4. M AIS DES FREINS ET DES RETICENCES PERSISTENT

4.5. Une articulation à trouver avec le secteur de la santé, l’administration pénitentiaire,

4.5.1. Santé, administration pénitentiaire, aide sociale à l’enfance : des liens encore ténus à renforcer

[209] Les contacts sont encore peu formalisés entre les SIAO et les établissements hospitaliers pour organiser les sorties d’hôpital. Bien que 52 % des SIAO déclarent avoir mis en place des liens de coopération avec le secteur de la santé, les situations sur le terrain sont très diverses. Des demandes d’hébergement proviennent d’établissements hospitaliers mais la mise en place du SIAO n’a pas été l’occasion de redéfinir et d’améliorer le lien avec ce secteur, notamment avec les hôpitaux psychiatriques.

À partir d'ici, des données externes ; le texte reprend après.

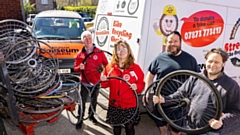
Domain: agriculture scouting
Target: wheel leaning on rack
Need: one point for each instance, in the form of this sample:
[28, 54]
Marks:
[198, 94]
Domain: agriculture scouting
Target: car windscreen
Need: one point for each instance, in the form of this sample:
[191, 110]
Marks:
[56, 28]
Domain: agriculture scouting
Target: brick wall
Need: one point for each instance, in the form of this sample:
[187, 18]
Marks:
[11, 9]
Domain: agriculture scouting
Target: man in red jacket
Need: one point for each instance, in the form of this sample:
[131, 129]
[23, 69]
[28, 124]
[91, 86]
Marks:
[92, 75]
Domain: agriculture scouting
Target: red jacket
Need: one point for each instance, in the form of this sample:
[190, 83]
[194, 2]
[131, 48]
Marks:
[120, 92]
[90, 66]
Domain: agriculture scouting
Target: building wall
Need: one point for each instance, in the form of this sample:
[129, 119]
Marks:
[11, 9]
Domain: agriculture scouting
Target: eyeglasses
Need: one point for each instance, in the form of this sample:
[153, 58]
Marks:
[121, 49]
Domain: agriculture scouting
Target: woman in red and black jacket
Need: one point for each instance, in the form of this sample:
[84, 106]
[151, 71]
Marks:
[122, 65]
[92, 62]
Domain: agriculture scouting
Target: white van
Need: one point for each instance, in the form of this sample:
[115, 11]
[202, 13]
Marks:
[62, 31]
[203, 24]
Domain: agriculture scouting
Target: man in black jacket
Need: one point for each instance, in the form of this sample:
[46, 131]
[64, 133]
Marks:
[228, 88]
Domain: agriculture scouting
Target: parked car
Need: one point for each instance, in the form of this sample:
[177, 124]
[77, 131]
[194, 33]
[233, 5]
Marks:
[89, 24]
[62, 31]
[30, 18]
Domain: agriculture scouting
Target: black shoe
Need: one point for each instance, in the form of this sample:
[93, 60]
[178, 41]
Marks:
[94, 121]
[79, 125]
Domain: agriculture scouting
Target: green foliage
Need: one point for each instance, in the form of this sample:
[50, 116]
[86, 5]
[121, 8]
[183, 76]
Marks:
[86, 9]
[29, 8]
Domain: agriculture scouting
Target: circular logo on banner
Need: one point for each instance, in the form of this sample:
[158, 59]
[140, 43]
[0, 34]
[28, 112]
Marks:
[126, 77]
[102, 31]
[95, 57]
[133, 6]
[103, 6]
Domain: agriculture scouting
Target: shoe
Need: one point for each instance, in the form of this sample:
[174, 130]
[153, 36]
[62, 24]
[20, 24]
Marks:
[94, 121]
[79, 125]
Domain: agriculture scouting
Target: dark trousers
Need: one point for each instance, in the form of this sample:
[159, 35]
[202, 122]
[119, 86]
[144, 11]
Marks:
[85, 95]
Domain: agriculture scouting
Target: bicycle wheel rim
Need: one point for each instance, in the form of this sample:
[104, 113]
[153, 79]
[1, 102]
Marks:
[216, 95]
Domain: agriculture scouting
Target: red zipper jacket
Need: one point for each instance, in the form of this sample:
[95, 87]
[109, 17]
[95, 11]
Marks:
[120, 92]
[90, 65]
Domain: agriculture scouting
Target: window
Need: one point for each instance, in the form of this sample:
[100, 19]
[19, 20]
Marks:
[44, 1]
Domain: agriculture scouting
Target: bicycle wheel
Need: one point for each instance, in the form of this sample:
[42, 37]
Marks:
[96, 67]
[191, 100]
[149, 105]
[103, 104]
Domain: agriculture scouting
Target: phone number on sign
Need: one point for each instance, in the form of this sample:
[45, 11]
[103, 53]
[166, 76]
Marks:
[202, 33]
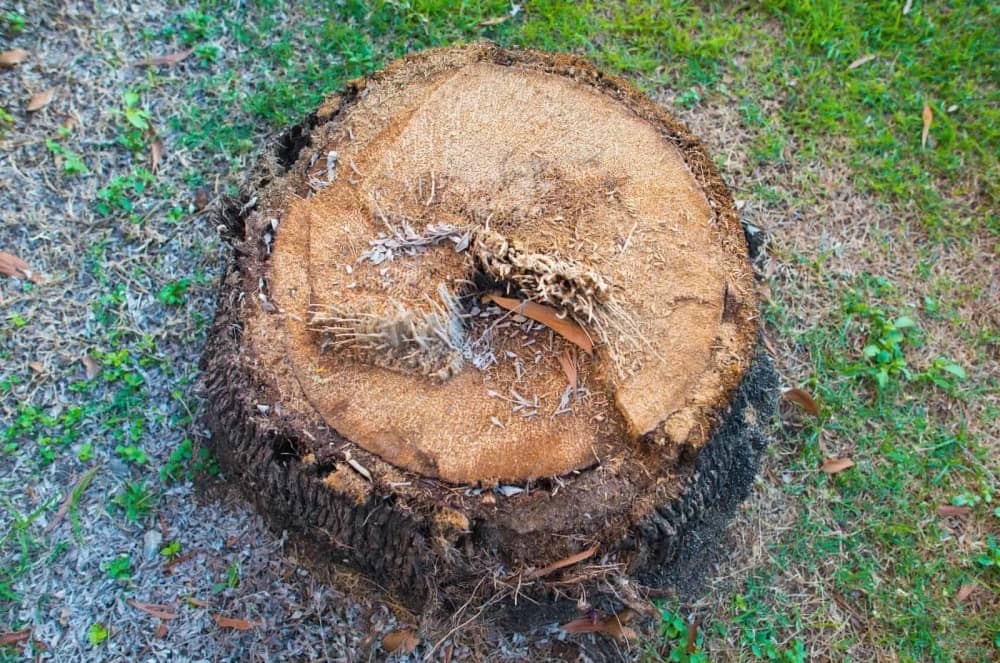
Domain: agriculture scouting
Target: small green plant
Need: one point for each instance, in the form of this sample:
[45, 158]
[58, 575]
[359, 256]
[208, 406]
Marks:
[97, 633]
[172, 294]
[171, 550]
[135, 500]
[72, 163]
[132, 454]
[120, 568]
[14, 22]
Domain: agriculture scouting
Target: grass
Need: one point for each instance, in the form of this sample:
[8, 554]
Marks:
[893, 334]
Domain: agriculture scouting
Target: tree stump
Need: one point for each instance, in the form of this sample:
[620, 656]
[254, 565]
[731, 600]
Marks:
[489, 327]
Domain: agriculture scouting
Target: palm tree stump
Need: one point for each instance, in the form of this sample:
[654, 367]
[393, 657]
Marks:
[489, 326]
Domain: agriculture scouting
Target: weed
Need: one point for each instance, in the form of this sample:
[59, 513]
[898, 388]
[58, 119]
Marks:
[135, 500]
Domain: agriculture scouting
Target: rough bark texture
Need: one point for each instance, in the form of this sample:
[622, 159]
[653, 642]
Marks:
[432, 544]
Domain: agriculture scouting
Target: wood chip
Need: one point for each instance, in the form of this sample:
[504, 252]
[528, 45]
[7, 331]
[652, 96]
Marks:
[563, 563]
[13, 57]
[14, 637]
[568, 363]
[40, 100]
[169, 59]
[803, 399]
[91, 366]
[14, 267]
[548, 316]
[950, 511]
[404, 641]
[863, 60]
[836, 465]
[234, 623]
[154, 609]
[155, 155]
[614, 626]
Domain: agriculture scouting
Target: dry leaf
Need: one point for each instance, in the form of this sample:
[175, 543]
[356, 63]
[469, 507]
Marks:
[864, 59]
[14, 637]
[563, 563]
[614, 626]
[403, 640]
[91, 366]
[154, 609]
[11, 265]
[928, 119]
[964, 592]
[949, 511]
[234, 622]
[548, 316]
[40, 100]
[13, 57]
[155, 154]
[803, 399]
[171, 58]
[836, 465]
[568, 363]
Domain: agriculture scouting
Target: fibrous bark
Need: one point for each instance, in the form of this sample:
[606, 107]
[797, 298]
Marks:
[368, 408]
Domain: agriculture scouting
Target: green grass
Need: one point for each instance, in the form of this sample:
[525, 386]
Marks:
[913, 423]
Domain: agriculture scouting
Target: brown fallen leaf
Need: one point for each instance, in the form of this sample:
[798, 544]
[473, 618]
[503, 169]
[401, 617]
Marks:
[168, 59]
[803, 399]
[14, 637]
[950, 511]
[964, 592]
[614, 626]
[155, 155]
[154, 609]
[563, 563]
[90, 365]
[40, 100]
[863, 60]
[404, 640]
[13, 57]
[836, 465]
[568, 362]
[548, 316]
[11, 265]
[234, 623]
[928, 119]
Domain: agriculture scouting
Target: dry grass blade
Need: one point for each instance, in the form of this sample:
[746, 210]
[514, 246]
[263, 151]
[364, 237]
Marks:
[949, 511]
[13, 57]
[14, 637]
[863, 60]
[11, 265]
[40, 100]
[928, 119]
[403, 640]
[563, 563]
[72, 495]
[169, 59]
[803, 399]
[154, 609]
[234, 623]
[836, 465]
[548, 316]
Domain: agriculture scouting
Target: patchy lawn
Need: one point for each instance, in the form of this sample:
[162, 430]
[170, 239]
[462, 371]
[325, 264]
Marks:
[863, 138]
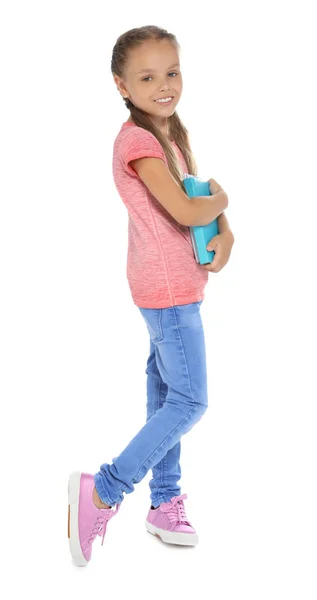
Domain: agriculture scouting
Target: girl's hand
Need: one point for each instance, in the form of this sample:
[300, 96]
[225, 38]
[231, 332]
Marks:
[222, 245]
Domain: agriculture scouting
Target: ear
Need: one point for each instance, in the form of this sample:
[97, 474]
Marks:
[120, 86]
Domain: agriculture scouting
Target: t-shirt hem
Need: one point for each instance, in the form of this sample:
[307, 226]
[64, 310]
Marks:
[178, 300]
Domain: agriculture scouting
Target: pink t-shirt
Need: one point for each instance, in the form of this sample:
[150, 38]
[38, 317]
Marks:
[161, 266]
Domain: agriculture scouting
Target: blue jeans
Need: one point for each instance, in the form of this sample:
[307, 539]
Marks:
[176, 400]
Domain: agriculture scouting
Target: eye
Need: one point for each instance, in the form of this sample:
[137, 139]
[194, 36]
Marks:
[171, 73]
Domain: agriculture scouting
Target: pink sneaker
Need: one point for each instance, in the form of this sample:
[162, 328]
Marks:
[85, 520]
[169, 522]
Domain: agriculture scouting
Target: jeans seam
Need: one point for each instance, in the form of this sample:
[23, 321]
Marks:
[162, 442]
[184, 354]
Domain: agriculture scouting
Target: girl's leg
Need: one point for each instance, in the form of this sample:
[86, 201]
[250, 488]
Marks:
[167, 471]
[178, 335]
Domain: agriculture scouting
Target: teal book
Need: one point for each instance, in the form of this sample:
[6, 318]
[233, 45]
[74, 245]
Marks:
[200, 234]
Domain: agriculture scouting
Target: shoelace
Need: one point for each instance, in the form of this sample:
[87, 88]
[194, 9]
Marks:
[175, 509]
[100, 525]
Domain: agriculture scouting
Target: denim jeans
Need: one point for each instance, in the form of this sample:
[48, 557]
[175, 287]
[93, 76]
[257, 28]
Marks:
[176, 400]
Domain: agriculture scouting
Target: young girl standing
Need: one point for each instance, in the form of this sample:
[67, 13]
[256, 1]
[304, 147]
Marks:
[151, 155]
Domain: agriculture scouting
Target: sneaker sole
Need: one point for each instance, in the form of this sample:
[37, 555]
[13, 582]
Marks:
[171, 537]
[73, 533]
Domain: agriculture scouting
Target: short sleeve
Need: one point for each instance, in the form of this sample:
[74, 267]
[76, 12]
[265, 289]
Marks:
[139, 143]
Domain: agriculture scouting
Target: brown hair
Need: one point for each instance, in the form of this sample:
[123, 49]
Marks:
[178, 132]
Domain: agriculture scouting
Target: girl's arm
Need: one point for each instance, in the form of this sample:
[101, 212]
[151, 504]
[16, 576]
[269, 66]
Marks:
[223, 225]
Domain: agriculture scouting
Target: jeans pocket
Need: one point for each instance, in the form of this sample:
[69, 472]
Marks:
[153, 320]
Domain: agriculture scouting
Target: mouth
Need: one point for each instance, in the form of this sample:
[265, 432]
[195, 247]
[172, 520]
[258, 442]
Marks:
[164, 101]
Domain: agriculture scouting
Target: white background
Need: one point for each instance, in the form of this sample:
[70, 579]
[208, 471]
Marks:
[74, 345]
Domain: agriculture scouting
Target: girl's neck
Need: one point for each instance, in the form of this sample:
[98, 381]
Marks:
[166, 135]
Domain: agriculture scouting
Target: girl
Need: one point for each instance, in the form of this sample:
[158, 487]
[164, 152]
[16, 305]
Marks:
[151, 155]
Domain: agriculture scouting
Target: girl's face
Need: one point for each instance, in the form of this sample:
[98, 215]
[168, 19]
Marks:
[152, 72]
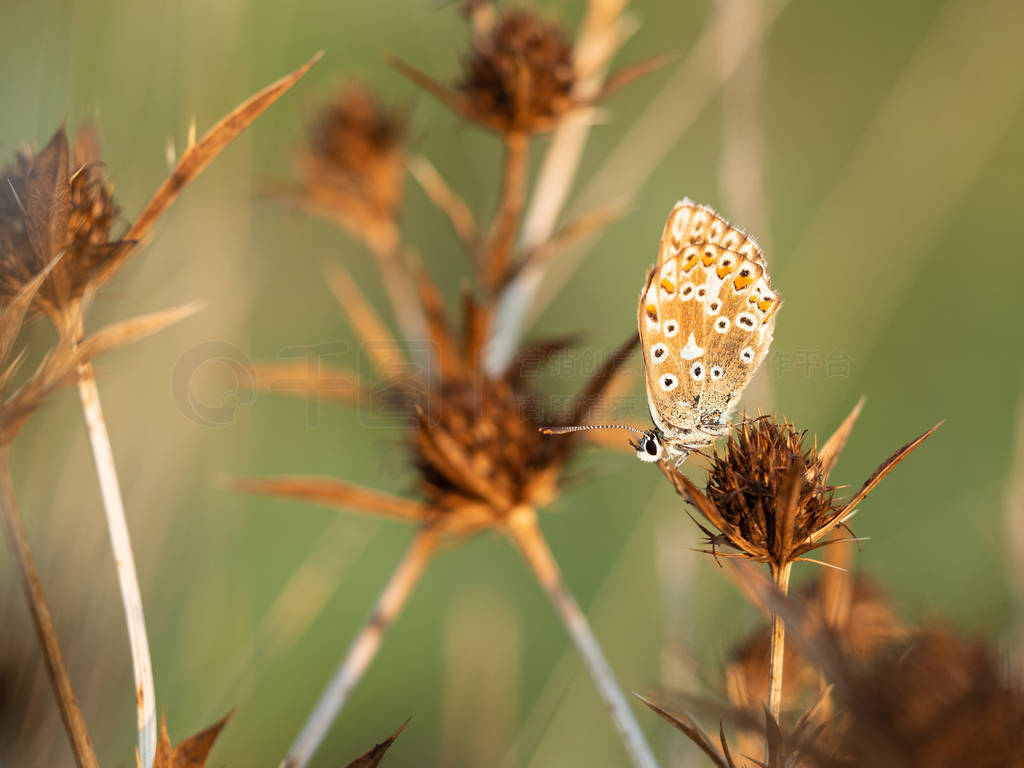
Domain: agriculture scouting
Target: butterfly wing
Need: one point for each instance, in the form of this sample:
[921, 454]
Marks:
[707, 315]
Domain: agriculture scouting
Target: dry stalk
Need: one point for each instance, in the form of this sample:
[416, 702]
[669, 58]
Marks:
[780, 578]
[124, 559]
[506, 226]
[524, 531]
[81, 744]
[364, 649]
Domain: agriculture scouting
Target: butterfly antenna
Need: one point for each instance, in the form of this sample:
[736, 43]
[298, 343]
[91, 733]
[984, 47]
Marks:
[584, 427]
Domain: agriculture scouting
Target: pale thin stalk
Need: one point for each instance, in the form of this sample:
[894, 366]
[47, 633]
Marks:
[131, 596]
[363, 650]
[780, 578]
[601, 34]
[525, 532]
[81, 744]
[498, 256]
[641, 151]
[385, 243]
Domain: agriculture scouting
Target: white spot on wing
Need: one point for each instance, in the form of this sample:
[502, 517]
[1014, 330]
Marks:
[747, 322]
[691, 351]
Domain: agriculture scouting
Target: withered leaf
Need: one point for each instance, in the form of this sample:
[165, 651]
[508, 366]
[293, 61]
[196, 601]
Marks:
[199, 156]
[688, 725]
[192, 753]
[373, 758]
[47, 203]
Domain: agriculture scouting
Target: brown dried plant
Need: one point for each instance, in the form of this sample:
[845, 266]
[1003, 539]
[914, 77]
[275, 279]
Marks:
[480, 460]
[57, 368]
[769, 500]
[518, 80]
[192, 753]
[57, 213]
[481, 464]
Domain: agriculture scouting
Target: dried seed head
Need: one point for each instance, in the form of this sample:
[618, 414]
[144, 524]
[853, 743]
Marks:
[353, 169]
[761, 486]
[769, 496]
[479, 452]
[52, 204]
[864, 623]
[935, 699]
[519, 77]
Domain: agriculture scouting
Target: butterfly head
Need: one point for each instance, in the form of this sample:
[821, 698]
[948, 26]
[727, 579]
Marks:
[649, 446]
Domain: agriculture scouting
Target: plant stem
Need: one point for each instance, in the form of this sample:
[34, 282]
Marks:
[780, 578]
[145, 704]
[78, 735]
[525, 532]
[513, 195]
[364, 649]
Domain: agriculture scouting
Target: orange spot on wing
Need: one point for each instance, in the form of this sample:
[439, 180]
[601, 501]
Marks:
[740, 283]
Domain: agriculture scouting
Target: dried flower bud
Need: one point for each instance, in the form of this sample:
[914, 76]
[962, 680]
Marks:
[353, 170]
[481, 451]
[51, 205]
[935, 699]
[520, 77]
[864, 624]
[769, 496]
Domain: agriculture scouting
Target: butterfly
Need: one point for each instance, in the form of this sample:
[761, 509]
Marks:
[706, 317]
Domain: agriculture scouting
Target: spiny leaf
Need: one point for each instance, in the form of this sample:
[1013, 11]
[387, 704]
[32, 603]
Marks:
[198, 156]
[684, 722]
[125, 332]
[373, 758]
[192, 753]
[13, 314]
[828, 454]
[47, 199]
[331, 493]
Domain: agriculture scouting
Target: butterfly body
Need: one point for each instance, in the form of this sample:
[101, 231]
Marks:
[706, 317]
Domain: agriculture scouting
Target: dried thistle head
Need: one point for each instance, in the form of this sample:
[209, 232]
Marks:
[862, 619]
[474, 437]
[479, 451]
[353, 169]
[935, 699]
[519, 77]
[56, 203]
[768, 493]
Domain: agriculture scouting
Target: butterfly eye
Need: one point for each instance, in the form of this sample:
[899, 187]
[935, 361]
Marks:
[649, 449]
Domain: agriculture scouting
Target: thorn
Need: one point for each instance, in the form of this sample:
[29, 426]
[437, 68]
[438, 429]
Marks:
[170, 153]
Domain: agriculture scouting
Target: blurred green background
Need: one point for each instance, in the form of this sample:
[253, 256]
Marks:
[875, 148]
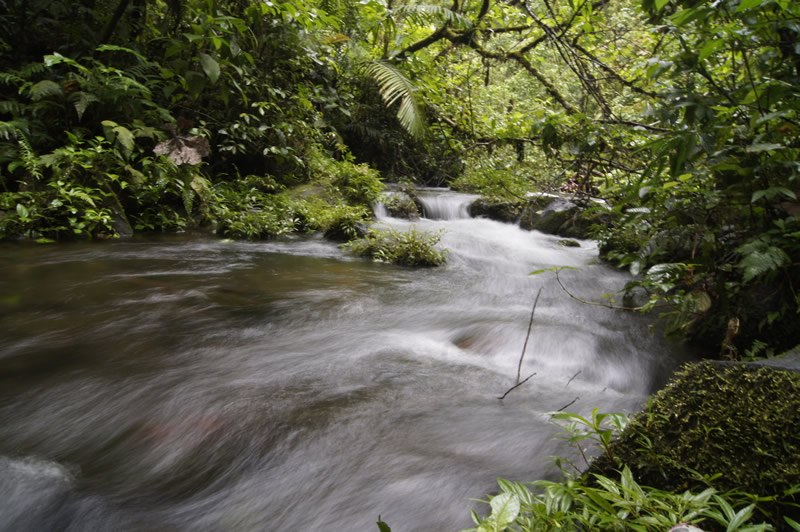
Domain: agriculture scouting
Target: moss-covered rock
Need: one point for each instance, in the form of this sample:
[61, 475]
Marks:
[401, 205]
[507, 211]
[734, 425]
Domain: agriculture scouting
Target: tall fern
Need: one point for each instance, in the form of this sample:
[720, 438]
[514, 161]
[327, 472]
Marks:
[394, 87]
[425, 13]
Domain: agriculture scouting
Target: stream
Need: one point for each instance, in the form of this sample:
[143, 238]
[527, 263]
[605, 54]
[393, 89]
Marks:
[192, 383]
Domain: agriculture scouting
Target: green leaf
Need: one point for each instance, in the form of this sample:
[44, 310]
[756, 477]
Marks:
[44, 89]
[748, 4]
[115, 48]
[792, 523]
[760, 259]
[772, 193]
[22, 211]
[383, 527]
[761, 147]
[210, 67]
[120, 135]
[709, 48]
[505, 509]
[741, 517]
[395, 87]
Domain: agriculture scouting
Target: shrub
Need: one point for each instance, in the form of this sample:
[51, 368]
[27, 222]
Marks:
[406, 248]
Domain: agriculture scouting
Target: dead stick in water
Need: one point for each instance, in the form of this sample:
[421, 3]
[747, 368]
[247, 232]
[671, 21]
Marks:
[568, 404]
[573, 377]
[516, 386]
[527, 337]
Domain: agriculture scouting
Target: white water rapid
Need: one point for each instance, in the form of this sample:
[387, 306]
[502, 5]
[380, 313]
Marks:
[190, 383]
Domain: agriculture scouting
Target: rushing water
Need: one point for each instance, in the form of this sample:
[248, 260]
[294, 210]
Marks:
[191, 383]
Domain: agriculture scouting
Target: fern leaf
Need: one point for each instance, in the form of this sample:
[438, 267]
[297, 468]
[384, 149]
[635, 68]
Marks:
[395, 87]
[45, 89]
[425, 13]
[759, 259]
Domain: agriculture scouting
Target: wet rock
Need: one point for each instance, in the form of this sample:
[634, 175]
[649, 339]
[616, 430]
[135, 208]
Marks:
[560, 217]
[401, 205]
[346, 232]
[507, 211]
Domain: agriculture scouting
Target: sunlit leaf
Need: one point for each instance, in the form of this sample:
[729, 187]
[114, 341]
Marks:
[210, 67]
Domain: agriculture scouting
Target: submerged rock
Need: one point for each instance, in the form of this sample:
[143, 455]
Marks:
[401, 205]
[560, 217]
[507, 211]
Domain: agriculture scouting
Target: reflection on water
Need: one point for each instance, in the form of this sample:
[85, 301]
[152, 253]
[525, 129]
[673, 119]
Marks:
[190, 383]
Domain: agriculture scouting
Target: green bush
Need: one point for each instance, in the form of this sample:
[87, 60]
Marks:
[355, 183]
[613, 504]
[406, 248]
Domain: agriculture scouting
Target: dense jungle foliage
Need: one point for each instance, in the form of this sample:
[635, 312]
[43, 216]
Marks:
[259, 118]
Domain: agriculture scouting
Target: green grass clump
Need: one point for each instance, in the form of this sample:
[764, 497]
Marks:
[729, 426]
[406, 248]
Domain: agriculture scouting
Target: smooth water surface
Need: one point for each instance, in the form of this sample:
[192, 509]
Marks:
[191, 383]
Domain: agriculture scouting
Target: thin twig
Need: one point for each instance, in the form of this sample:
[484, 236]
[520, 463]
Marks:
[573, 377]
[516, 386]
[527, 336]
[595, 303]
[568, 404]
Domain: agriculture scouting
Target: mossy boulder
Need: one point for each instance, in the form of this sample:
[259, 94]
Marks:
[501, 210]
[562, 217]
[401, 205]
[730, 425]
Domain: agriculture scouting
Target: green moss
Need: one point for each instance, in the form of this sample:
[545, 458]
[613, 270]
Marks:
[732, 426]
[406, 248]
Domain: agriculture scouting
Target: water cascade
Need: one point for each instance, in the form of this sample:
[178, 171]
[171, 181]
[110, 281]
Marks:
[192, 383]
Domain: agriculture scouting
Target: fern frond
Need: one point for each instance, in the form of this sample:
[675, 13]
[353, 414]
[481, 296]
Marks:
[759, 258]
[27, 156]
[395, 87]
[45, 89]
[31, 69]
[11, 79]
[10, 130]
[11, 107]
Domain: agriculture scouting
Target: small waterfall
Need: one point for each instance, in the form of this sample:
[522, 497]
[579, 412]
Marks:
[441, 204]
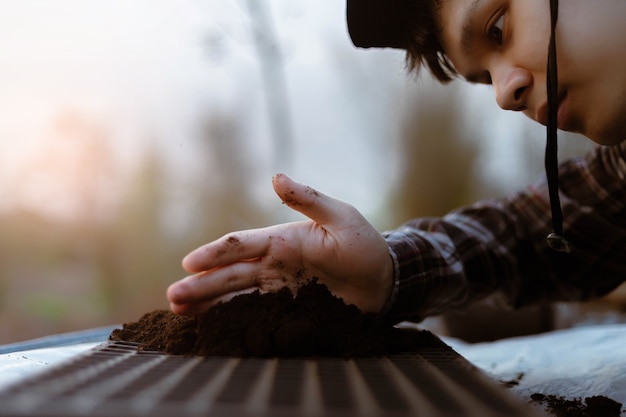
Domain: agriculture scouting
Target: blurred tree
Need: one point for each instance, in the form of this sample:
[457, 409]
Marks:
[437, 156]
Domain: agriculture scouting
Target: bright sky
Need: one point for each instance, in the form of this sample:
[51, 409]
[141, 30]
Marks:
[146, 70]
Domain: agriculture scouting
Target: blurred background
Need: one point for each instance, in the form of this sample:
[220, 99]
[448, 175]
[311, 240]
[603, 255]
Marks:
[132, 132]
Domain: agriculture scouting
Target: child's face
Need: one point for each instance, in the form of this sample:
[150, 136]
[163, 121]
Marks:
[505, 42]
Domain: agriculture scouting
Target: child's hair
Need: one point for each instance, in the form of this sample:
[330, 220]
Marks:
[423, 46]
[405, 24]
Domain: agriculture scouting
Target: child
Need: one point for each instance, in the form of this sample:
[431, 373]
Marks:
[431, 265]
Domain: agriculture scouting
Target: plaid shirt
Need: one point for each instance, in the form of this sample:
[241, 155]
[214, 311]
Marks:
[500, 246]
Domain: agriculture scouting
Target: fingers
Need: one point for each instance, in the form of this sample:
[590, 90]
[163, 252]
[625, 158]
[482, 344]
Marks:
[231, 248]
[224, 283]
[202, 306]
[315, 205]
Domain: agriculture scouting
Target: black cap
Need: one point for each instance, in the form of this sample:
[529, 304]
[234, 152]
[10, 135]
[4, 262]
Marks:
[381, 23]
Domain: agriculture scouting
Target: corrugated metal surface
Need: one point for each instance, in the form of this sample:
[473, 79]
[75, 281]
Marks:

[210] Dans certaines régions toutefois, des contacts ont été initiés avec les agences régionales de santé, souvent en raison d’une implication forte des services de l’Etat. Ainsi par exemple, le SIAO Paris travaille, en lien avec la DRIHL, avec l’ARS Ile-de-France à la rédaction d'une convention qui sera signée par le préfet de région. Cette convention a d'ores et déjà identifié des champs de compétence et notamment l’observation sanitaire et sociale, la prise en compte des publics vulnérables dans la gestion des alertes et des crises sanitaires, le besoin en formation initiale et continue des professions sanitaires, sociales et médico-sociales, la définition et la mise en place de programmes expérimentaux communs visant notamment à l’hébergement des publics confrontées à des difficultés spécifiques, à l’accès au logement accompagné des personnes handicapées. Par ailleurs, à l’occasion d’un groupe de travail mené pendant l’été 2011, l’ARS a également été sensibilisée aux liens que les établissements de santé doivent construire avec les SIAO pour la prise en charge adaptée des publics sortants d’une structure de soins.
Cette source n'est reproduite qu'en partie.